1 ¡Oh, si rasgaras los cielos y descendieras! ¡Las montañas temblarían ante ti,
2 como cuando el fuego enciende la leña y hace que hierva el agua! Así darías a conocer tu nombre entre tus enemigos, y ante ti temblarían las naciones.
3 Hiciste maravillas asombrosas cuando descendiste; ante tu presencia temblaron las montañas.
4 Fuera de ti, desde tiempos antiguos nadie ha escuchado ni percibido, ni ojo alguno ha visto, a un Dios que como tú actúe en favor de quienes en él esperan.
5 Sales al encuentro de los que, alegres, practican la justicia y recuerdan tus caminos. Pero te enojas si persistimos en desviarnos de ellos. ¿Cómo podremos ser salvos?
6 Todos somos como gente impura; todos nuestros actos de justicia son como trapos de inmundicia. Todos nos marchitamos como hojas; nuestras iniquidades nos arrastran como el viento.
7 Nadie invoca tu nombre ni se esfuerza por aferrarse a ti. Pues nos has dado la espalda y nos has entregado en poder de nuestras iniquidades.
8 A pesar de todo, Señor, tú eres nuestro Padre; nosotros somos el barro y tú el alfarero.
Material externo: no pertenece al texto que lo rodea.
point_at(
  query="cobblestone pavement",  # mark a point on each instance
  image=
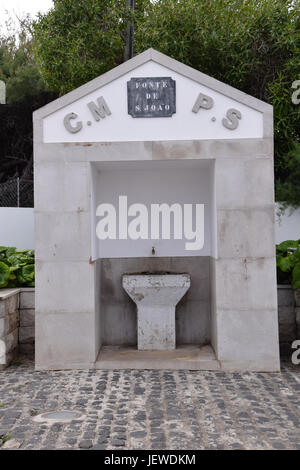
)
(151, 409)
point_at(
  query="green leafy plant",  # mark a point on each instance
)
(288, 263)
(16, 267)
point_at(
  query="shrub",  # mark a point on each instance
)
(16, 267)
(288, 263)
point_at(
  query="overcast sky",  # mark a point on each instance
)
(19, 7)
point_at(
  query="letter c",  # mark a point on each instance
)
(232, 121)
(67, 123)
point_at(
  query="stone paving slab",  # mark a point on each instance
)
(151, 409)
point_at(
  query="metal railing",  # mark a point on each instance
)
(17, 192)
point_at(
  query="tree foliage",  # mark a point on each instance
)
(25, 92)
(17, 66)
(253, 45)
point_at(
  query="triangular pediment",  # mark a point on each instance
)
(151, 98)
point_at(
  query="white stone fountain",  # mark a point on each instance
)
(156, 297)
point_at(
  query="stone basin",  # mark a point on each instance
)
(156, 297)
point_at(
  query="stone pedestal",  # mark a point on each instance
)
(156, 297)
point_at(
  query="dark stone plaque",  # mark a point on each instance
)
(151, 97)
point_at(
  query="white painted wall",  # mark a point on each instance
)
(17, 227)
(287, 226)
(153, 183)
(183, 125)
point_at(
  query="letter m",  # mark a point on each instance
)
(100, 109)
Todos somos obra de tu mano.
9 No te enojes demasiado, Señor; no te acuerdes siempre de nuestras iniquidades. ¡Considera, por favor, que todos somos tu pueblo!
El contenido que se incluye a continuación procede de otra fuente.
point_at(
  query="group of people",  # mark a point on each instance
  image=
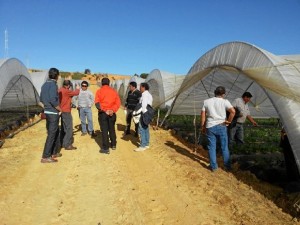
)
(57, 103)
(227, 129)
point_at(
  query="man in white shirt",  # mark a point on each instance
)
(214, 124)
(146, 101)
(236, 133)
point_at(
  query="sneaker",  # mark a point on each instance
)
(104, 151)
(48, 160)
(126, 133)
(70, 147)
(93, 134)
(140, 149)
(56, 155)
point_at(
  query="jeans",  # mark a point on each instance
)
(128, 122)
(52, 144)
(218, 132)
(236, 134)
(66, 129)
(107, 125)
(145, 135)
(86, 114)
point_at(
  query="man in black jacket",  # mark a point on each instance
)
(132, 100)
10 Tus ciudades santas han quedado devastadas y hasta Sión se ha vuelto un desierto; Jerusalén ha quedado en ruinas.
11 Nuestro santo y glorioso Templo, donde te alababan nuestros antepasados, ha sido devorado por el fuego. Ha quedado en ruinas todo lo que más queríamos.
12 Ante todo esto, Señor, ¿no vas a hacer nada? ¿Vas a guardar silencio y afligirnos sin medida?